その対決の行方をNATO軍、アメリカ軍、さらにはAK-47(AK-100の原型)の生みの親カラシニコフまでもが固唾を飲んで見守るところなど、アサルトライフル市場の天下分け目争いのようで非常に面白い。
熟練の技で弱点をカバー
M-16とAK-100の違いはメンテナンス性の違いである。M-16はかなりの高性能だが、クリーニングというメンテナンスを怠るとたちまちに使用できなくなってしまう。対するAK-100は少しぐらいメンテナンスをしなくても性能が落ちることはない。そんなメンテナンス性の弱点を突く作戦で、砂嵐と塩害を利用しM-16の故障を狙ったロシア軍。

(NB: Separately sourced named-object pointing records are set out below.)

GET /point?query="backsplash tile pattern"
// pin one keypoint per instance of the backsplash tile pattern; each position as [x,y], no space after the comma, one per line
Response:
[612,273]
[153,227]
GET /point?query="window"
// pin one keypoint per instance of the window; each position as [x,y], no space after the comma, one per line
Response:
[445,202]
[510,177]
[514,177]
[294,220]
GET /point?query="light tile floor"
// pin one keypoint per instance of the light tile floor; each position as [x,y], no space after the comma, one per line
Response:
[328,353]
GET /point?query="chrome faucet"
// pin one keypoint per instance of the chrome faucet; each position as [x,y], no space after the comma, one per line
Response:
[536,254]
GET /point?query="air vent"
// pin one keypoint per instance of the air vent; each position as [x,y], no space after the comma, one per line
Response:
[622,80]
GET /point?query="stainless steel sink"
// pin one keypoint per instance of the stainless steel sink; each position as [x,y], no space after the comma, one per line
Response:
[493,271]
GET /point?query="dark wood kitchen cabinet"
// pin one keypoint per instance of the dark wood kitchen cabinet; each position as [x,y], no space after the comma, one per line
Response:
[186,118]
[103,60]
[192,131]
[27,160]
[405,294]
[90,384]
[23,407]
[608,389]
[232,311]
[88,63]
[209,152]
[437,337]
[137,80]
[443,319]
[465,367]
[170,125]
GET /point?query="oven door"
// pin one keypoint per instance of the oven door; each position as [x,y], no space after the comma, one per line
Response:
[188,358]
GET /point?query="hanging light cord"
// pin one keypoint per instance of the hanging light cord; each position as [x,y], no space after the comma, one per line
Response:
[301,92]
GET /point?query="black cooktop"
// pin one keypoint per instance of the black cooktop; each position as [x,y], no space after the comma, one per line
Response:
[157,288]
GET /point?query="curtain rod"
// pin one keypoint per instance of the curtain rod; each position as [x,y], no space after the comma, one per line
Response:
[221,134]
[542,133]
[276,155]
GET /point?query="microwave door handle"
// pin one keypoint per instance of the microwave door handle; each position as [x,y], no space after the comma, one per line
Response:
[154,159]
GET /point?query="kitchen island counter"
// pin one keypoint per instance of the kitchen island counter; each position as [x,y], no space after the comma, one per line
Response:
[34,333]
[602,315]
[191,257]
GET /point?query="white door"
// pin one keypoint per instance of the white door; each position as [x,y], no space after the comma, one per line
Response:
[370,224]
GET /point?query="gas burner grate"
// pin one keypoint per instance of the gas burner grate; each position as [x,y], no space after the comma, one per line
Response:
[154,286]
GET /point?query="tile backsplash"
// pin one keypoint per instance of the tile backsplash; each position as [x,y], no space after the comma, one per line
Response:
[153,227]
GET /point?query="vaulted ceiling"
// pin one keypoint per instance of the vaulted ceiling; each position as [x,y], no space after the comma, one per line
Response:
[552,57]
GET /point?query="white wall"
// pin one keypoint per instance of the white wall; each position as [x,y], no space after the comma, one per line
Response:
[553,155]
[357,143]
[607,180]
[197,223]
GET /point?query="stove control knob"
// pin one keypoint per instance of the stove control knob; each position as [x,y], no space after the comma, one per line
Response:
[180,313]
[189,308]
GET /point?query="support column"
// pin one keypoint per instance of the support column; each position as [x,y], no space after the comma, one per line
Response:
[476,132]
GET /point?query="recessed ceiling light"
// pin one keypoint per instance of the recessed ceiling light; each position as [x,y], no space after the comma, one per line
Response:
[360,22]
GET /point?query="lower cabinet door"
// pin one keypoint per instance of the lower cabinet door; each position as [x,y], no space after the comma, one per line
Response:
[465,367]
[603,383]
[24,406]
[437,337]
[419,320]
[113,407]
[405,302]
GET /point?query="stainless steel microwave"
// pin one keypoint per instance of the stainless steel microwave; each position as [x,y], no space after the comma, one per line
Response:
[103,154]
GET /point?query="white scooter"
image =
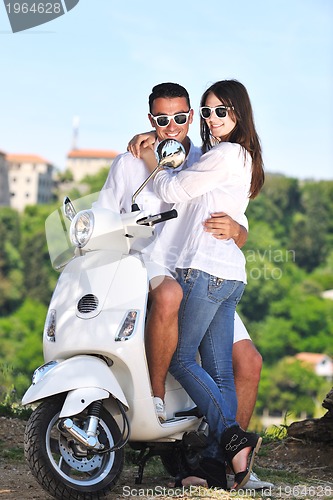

しかしゴルゴはタイヤの圧縮空気を利用することで、あっさりとロシア軍を葬ってしまう。単にクリーニングと言っても、戦いの最中、銃を分解し、クリーニングをするテクニックは、さすがゴルゴと言わざるを得ない。
名言に込められた意味とは
クリーニングをしなければ使用できなくなる致命的な欠陥を抱えたM-16を、なぜゴルゴは使い続けているか。戦いを終えたゴルゴに、カラシニコフが質問するのだが、無言で瞬殺されてしまう。ここでM-16ではなく、ナイフでカラシニコフを殺害する演出がとても素晴らしい。
死に際のカラシニコフに対し、ゴルゴがついにM-16について口を開く。「俺は……一人の軍隊だ」普段ほとんど口を開かないゴルゴだが、その中でも一二を争う名ゼリフかもしれない。そんな名ゼリフの意味も作中で説明されているが、そこは作品を読んで知ってほしい。